PH tax system buoyant but can be better—PIDS study

The country’s current tax system “seems buoyant but may need more improvements” to achieve fiscal sustainability.

This was according to a recent study published by state think tank Philippine Institute for Development Studies (PIDS) and authored by former Research Fellow Charlotte Justine Diokno-Sicat, Senior Research Specialist Robert Hector Palomar, and Research Analyst Mark Gerald Ruiz.

“Because of the widened [fiscal] deficit, the government has emphasized the need to come through with its fiscal consolidation and resource mobilization plan. The strategy is to have more economic activities, which would lead to more sustainable debt and cash revenues, but this depends on the flexibility of the tax system,” Ruiz said.

Tax buoyancy, which measures “the impact of changes in national income to the changes in tax revenue”, is an indicator of the tax system’s flexibility.

At a PIDS public webinar, Diokno-Sicat and Ruiz presented their tax buoyancy estimates, which go as high as 1.183 in the short run and as low as 0.921 in the long run. According to the authors, a tax buoyancy rate above one indicates that tax revenue is moving faster than the gross domestic product (GDP) which could “help the government reduce the fiscal deficit”. If it is less than one, then revenues relative to the GDP are falling—a risk [to fiscal sustainability] that “the government would have to address with policies for a more progressive tax system.”

“There are buoyant taxes, which we might still be able to improve. I am a strong advocate of the property valuation efforts currently in Congress,” Diokno-Sicat said.

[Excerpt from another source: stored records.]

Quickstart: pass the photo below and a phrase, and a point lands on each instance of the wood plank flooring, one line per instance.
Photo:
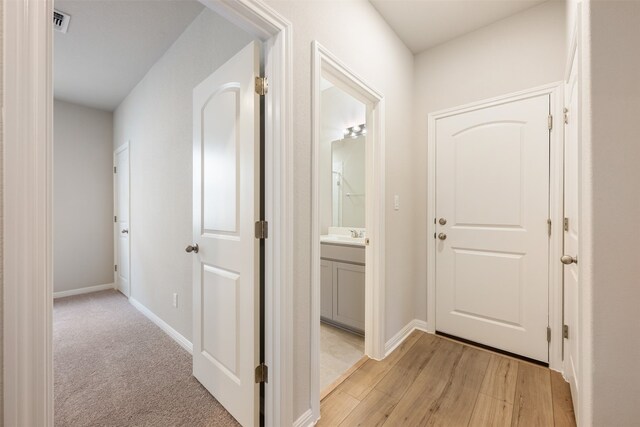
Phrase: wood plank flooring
(429, 380)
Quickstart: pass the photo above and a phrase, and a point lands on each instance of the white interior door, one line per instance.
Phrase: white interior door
(121, 212)
(571, 191)
(492, 189)
(226, 190)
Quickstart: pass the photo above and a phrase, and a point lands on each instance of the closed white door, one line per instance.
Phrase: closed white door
(121, 211)
(492, 243)
(226, 194)
(571, 191)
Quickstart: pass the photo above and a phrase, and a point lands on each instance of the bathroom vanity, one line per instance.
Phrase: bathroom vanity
(342, 281)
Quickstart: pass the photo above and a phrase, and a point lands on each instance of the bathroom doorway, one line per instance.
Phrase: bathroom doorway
(347, 228)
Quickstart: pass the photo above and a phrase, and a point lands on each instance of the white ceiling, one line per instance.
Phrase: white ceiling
(422, 24)
(111, 44)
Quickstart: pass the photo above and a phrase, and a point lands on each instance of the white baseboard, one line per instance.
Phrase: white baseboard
(402, 335)
(80, 291)
(305, 420)
(177, 337)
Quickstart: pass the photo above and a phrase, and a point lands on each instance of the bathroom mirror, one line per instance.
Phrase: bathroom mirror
(342, 159)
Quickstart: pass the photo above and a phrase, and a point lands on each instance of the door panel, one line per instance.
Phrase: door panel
(226, 194)
(571, 234)
(122, 231)
(492, 188)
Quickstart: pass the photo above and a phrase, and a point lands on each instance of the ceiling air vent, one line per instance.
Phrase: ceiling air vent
(60, 21)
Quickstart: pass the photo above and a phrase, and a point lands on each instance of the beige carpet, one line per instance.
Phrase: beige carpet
(114, 367)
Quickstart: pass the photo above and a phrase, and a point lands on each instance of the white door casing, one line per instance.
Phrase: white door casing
(571, 229)
(121, 224)
(226, 172)
(492, 188)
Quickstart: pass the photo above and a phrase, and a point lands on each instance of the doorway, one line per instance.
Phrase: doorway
(495, 196)
(29, 77)
(347, 214)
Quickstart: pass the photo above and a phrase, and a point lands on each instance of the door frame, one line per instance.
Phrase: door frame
(27, 206)
(556, 203)
(324, 62)
(117, 151)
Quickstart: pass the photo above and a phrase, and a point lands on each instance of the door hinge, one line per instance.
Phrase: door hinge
(262, 373)
(262, 86)
(262, 229)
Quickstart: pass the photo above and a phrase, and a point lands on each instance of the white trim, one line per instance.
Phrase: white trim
(554, 90)
(86, 290)
(28, 98)
(175, 335)
(28, 231)
(305, 420)
(325, 64)
(403, 334)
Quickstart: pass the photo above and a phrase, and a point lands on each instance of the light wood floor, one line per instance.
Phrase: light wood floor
(430, 380)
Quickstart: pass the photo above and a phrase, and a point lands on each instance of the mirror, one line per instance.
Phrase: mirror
(342, 159)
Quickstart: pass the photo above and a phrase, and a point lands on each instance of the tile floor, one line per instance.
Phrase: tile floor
(339, 350)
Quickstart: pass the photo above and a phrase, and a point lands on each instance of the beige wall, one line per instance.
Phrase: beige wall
(1, 222)
(359, 37)
(82, 196)
(612, 91)
(157, 121)
(517, 53)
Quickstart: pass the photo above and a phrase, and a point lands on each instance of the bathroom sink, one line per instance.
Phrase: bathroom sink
(342, 240)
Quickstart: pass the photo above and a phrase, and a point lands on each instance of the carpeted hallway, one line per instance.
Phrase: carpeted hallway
(114, 367)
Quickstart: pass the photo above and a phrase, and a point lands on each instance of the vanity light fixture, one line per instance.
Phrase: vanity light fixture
(355, 131)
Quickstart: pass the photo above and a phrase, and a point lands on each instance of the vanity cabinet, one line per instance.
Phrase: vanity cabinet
(342, 285)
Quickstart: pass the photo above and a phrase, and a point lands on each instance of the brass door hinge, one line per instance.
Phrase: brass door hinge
(262, 86)
(262, 373)
(262, 229)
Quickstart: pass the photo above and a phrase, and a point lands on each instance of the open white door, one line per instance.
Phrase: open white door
(492, 245)
(571, 191)
(226, 194)
(121, 212)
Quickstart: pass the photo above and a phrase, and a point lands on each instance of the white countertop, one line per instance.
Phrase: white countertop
(337, 239)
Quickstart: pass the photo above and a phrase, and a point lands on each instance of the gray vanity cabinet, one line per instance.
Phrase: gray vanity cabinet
(342, 285)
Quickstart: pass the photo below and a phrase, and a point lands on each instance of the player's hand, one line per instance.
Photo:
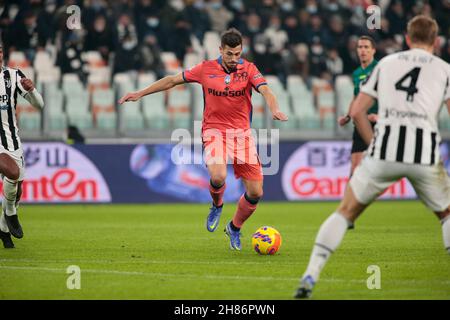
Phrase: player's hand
(278, 115)
(373, 117)
(131, 96)
(343, 120)
(27, 84)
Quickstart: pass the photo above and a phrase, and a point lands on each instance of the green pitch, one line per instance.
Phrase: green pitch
(165, 252)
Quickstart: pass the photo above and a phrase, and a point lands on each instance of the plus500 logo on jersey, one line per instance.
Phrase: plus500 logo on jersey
(3, 99)
(4, 102)
(230, 93)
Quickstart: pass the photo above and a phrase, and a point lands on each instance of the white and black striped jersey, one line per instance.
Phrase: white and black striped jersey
(411, 87)
(9, 88)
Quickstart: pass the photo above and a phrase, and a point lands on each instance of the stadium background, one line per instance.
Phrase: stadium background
(83, 144)
(115, 154)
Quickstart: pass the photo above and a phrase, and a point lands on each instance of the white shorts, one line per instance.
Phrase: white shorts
(373, 176)
(18, 158)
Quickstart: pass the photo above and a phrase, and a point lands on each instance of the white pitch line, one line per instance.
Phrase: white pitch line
(215, 277)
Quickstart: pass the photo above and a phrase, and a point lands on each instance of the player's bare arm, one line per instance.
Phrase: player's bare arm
(358, 112)
(32, 96)
(271, 101)
(163, 84)
(343, 120)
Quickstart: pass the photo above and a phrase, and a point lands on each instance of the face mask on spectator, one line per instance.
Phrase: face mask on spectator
(216, 5)
(312, 9)
(177, 4)
(153, 22)
(237, 4)
(50, 8)
(199, 4)
(287, 6)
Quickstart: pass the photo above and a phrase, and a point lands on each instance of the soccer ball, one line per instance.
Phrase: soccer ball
(266, 240)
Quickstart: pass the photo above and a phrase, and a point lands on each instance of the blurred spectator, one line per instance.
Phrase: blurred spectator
(74, 135)
(181, 39)
(150, 56)
(100, 38)
(338, 34)
(317, 33)
(298, 62)
(27, 37)
(147, 21)
(219, 15)
(277, 41)
(294, 33)
(69, 57)
(334, 63)
(350, 57)
(91, 10)
(265, 10)
(126, 57)
(252, 27)
(397, 19)
(195, 13)
(306, 37)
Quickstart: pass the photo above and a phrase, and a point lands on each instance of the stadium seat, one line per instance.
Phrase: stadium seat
(190, 60)
(29, 118)
(285, 106)
(211, 42)
(17, 60)
(106, 121)
(154, 110)
(344, 94)
(171, 63)
(258, 114)
(275, 84)
(146, 79)
(325, 97)
(198, 103)
(71, 84)
(131, 117)
(123, 83)
(56, 121)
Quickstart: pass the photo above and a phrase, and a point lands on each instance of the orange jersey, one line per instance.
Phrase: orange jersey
(227, 96)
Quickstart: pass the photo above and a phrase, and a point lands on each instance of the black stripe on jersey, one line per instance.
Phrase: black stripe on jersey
(418, 152)
(387, 131)
(375, 136)
(12, 128)
(15, 92)
(433, 147)
(2, 134)
(401, 144)
(22, 75)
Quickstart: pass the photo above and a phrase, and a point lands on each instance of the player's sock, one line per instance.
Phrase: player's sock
(9, 196)
(446, 232)
(217, 193)
(328, 239)
(3, 225)
(246, 207)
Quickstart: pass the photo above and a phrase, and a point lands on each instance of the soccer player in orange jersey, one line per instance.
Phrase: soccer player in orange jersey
(227, 86)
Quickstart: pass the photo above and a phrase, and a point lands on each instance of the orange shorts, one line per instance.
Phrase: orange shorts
(233, 146)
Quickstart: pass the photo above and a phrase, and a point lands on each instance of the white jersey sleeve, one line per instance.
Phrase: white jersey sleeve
(370, 84)
(447, 89)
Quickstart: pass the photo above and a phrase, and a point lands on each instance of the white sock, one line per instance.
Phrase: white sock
(328, 239)
(3, 225)
(9, 196)
(446, 232)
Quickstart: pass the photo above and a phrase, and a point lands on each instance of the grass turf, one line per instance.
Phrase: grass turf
(165, 252)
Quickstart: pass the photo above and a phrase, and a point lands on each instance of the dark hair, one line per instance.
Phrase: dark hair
(422, 29)
(368, 38)
(232, 38)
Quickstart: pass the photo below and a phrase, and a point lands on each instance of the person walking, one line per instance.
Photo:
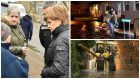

The study examined how the 2023 National Expenditure Program, also called the President’s budget, embodies the priorities identified by the national government.

The proposed 2023 budget is PHP 5.268 trillion, of which 75.9 percent (PHP 3.996 trillion) is allotted for current operating expenditure, 23.6 percent (PHP 1.24 trillion) for capital outlay, and 0.5 percent (PHP 28.7 billion) for net lending.

In terms of sectoral distribution, the social services sector (composed of education, health, social welfare, labor and employment, and housing) is set to receive the highest share at 39.3 percent (PHP 2,070.7 billion), followed by the economic services sector (agriculture, trade and industry, tourism, and water resources development, among others) at 29 percent (PHP 1,528.5 billion).

Diokno-Sicat said that the expenditure trends are the same but with slight shifts in priorities. For instance, the social protection and health sectors will receive higher shares in 2023 as part of the administration’s priorities for the post-pandemic recovery.

Meanwhile, the Department of Public Works and Highways is set to receive the highest share among line agencies at 16.8 percent (PHP 717.31 billion). The Department of Education and the Department of the Interior and Local Government follow at 15.7 (PHP 667.18 billion) and 5.9 (PHP 251.18 billion) percent, respectively.